For EMC, it’s all about the rack-scale flash
Are we seeing an embryonic disk SAN killer tech?
Comment EMC has two big engineering projects on the go, incorporating flash-based DSSD and virtual SAN ScaleIO, both looking to provide rack-scale storage.
DSSD is an acquisition EMC made in May last year, and is working on a design using PCIe-accessed flash as the persistent storage tier.
The idea is to have racks full of flash for low-latency access to in-memory databases and real-time analytics workloads.
How much flash? A 33U XtremIO 6-X-Brick cluster has 120TB of raw flash. Calculating out the TB/U and deriving a 42U rack's worth from that gives us 151TB. With HGST's Skyera gen 2 Skyhawk product offering 136TB in 1U the extended XtremIO number looks far too small to make much of a fuss about. A 42U SkyHawk rack would offer 5,712TB – now that would be something to write home about.
Surely DSSD is looking to produce petabyte-plus rack capacity. At a Stifel Tech conference EMC's Chirantan “CJ” Desai, president of its Emerging Technologies Division, said that the DSSD product would launch later this year and have both block access and HDFS support. He said it would not use off-the-shelf PCIe flash cards but use PCIe as the channel to access raw NAND flash.
This implies it doesn't use DSSD either. Instead, like Violin Memory and HGST's SkyHawk, it is directly addressing NAND dies and managing write reduction, garbage collection, and so forth.
The DSSD product would be denser than the XtremIO array. It will not have XtremIO's data services though, such as thin provisioning, deduplication, compression and snapshots.
EMC II president and evangelist Chad Sakac blogged:
"There was a THIRD critical thing we learnt through Project Thunder. In many cases, the ideal interface isn’t RDMA over IB/Ethernet (memory mapping).
Rather, the way the developer DESIRED to interact with the persistence layer was directly with the application API. You could do this with NVMe, and it could be possible to 'bolt right in' to HDFS, key value stores and others.

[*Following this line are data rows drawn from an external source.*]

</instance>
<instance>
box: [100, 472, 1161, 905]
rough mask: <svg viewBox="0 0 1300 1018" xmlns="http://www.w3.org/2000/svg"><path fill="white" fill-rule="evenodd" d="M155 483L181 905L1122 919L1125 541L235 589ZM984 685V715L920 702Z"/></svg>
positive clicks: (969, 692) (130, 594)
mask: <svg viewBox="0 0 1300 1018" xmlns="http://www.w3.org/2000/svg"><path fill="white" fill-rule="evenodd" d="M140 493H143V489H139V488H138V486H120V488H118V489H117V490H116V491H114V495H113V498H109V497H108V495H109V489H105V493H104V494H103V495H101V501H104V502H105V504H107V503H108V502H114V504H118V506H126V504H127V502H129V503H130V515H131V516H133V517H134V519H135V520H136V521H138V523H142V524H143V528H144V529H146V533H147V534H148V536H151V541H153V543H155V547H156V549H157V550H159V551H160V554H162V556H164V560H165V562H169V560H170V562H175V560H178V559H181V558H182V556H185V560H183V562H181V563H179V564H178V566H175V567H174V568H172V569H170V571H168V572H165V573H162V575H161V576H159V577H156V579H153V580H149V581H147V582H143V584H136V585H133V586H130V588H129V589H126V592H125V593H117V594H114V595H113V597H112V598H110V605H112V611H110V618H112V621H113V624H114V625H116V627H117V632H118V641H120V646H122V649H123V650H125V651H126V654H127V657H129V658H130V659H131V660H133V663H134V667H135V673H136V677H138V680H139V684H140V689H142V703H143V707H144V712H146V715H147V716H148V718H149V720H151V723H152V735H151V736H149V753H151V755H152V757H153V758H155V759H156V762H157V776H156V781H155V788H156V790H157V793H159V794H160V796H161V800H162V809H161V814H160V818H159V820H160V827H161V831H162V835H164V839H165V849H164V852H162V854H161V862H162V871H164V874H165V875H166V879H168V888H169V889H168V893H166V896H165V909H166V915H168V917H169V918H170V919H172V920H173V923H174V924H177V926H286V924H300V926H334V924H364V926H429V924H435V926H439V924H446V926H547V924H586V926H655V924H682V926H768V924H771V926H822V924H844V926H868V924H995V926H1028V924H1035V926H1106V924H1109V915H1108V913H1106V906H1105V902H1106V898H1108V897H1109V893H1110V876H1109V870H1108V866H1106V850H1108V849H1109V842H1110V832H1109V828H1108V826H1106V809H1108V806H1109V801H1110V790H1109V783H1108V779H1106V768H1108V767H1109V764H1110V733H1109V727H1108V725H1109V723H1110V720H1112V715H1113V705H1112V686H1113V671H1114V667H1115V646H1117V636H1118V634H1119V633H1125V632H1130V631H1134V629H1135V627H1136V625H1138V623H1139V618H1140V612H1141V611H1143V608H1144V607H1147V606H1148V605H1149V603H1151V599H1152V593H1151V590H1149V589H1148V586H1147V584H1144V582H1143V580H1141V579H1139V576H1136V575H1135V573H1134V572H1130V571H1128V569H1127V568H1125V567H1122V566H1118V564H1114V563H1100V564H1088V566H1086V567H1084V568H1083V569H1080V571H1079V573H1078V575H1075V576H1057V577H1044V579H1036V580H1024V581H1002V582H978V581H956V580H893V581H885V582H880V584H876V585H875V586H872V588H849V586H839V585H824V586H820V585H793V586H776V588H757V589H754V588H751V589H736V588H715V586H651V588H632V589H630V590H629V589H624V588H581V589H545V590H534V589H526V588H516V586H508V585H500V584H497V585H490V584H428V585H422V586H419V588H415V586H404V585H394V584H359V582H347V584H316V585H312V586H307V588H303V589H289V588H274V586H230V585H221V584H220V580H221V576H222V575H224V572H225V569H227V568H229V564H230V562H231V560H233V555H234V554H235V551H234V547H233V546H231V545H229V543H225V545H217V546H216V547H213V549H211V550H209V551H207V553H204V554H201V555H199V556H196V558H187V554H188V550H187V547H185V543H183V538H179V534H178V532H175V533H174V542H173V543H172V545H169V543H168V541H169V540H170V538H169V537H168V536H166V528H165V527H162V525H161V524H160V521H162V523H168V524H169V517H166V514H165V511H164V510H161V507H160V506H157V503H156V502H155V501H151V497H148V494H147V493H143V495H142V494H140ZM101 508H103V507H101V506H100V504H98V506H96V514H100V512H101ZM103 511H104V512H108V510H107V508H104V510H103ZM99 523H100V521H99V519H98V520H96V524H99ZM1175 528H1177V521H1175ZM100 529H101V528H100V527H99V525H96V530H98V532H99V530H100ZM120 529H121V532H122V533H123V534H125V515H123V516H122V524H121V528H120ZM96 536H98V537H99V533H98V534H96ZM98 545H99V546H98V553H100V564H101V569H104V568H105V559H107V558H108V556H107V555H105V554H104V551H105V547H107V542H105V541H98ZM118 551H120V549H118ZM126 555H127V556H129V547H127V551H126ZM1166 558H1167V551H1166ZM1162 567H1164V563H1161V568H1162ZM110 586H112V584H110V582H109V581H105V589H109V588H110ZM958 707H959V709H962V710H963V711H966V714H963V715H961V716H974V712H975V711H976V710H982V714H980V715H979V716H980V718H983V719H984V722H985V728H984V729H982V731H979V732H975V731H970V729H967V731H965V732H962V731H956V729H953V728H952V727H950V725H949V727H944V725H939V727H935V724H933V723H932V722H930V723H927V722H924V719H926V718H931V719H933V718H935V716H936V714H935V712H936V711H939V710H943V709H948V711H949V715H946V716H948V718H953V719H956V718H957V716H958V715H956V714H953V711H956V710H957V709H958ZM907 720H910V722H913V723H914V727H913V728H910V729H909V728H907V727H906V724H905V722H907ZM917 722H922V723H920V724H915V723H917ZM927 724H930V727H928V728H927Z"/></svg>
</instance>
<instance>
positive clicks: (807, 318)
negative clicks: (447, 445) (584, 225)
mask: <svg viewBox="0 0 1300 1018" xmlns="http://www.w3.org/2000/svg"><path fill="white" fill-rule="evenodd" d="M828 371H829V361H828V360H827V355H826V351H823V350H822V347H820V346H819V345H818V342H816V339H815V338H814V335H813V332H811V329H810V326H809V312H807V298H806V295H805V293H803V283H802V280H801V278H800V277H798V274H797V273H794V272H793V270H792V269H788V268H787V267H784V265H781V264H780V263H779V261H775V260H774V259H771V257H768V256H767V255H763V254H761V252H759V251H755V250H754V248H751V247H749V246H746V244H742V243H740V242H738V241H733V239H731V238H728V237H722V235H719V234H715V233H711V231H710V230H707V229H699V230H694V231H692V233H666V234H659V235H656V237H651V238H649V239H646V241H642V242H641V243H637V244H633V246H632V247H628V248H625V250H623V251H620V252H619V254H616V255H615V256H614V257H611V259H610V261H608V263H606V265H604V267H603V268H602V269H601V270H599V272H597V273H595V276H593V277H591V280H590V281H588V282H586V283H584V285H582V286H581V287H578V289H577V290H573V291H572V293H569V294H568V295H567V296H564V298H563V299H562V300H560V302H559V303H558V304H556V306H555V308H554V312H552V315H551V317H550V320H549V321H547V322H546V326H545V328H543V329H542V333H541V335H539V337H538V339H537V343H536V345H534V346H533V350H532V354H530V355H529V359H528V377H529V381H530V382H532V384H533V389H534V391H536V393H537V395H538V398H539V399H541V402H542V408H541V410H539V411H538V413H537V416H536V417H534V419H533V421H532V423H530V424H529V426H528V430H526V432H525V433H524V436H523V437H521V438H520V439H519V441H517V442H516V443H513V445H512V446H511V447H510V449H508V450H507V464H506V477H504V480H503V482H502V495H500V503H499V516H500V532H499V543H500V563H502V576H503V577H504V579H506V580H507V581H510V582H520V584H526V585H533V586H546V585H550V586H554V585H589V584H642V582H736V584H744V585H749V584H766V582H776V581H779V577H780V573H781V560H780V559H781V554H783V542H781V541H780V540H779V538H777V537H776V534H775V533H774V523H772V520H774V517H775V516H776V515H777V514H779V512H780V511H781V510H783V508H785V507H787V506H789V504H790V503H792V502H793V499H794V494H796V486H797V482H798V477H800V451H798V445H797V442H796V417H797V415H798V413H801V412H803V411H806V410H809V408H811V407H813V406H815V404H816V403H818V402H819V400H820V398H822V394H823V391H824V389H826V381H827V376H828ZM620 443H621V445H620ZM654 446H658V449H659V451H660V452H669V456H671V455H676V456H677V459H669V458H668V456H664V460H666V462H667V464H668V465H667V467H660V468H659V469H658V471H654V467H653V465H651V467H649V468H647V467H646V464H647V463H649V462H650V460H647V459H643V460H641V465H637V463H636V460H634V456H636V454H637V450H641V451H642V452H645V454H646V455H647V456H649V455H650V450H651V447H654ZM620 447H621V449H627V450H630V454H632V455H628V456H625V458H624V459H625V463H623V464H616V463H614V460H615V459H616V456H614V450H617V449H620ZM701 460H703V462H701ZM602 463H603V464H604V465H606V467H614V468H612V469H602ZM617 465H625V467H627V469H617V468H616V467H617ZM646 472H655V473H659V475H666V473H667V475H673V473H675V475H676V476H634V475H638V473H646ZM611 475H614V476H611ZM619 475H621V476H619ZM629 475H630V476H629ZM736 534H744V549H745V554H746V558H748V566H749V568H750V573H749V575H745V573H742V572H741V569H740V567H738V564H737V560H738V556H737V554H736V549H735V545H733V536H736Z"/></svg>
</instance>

This is what DSSD does."
The DSSD technology is true “top of rack, pooled server-memory-flash”, and will provide millions of IOPS.
The DSSD technology involves many chunks of flash, each with its own controller, and with memory (RAM) to buffer or cache the flash. Hosts (app-running servers) access the DSSD flash stores through "a super-low-latency interconnect."
That implies to El Reg something different from InfiniBand or 100GbitE. Are we looking at Intel's Silicon Photonics, the Omni-Path architecture?
We're looking at much faster access to data than the networked XtremIO array can provide.
DSSD software will manage and pool this flash and automate aspects of its operation. Sakac said both block and file access stacks could be layered on top. Desai's comment confirms that block access has been added and that would widen the use cases for the tech. Imagine any enterprise app currently accessing lots of data in a SAN and needing very much faster access – step forward DSSD.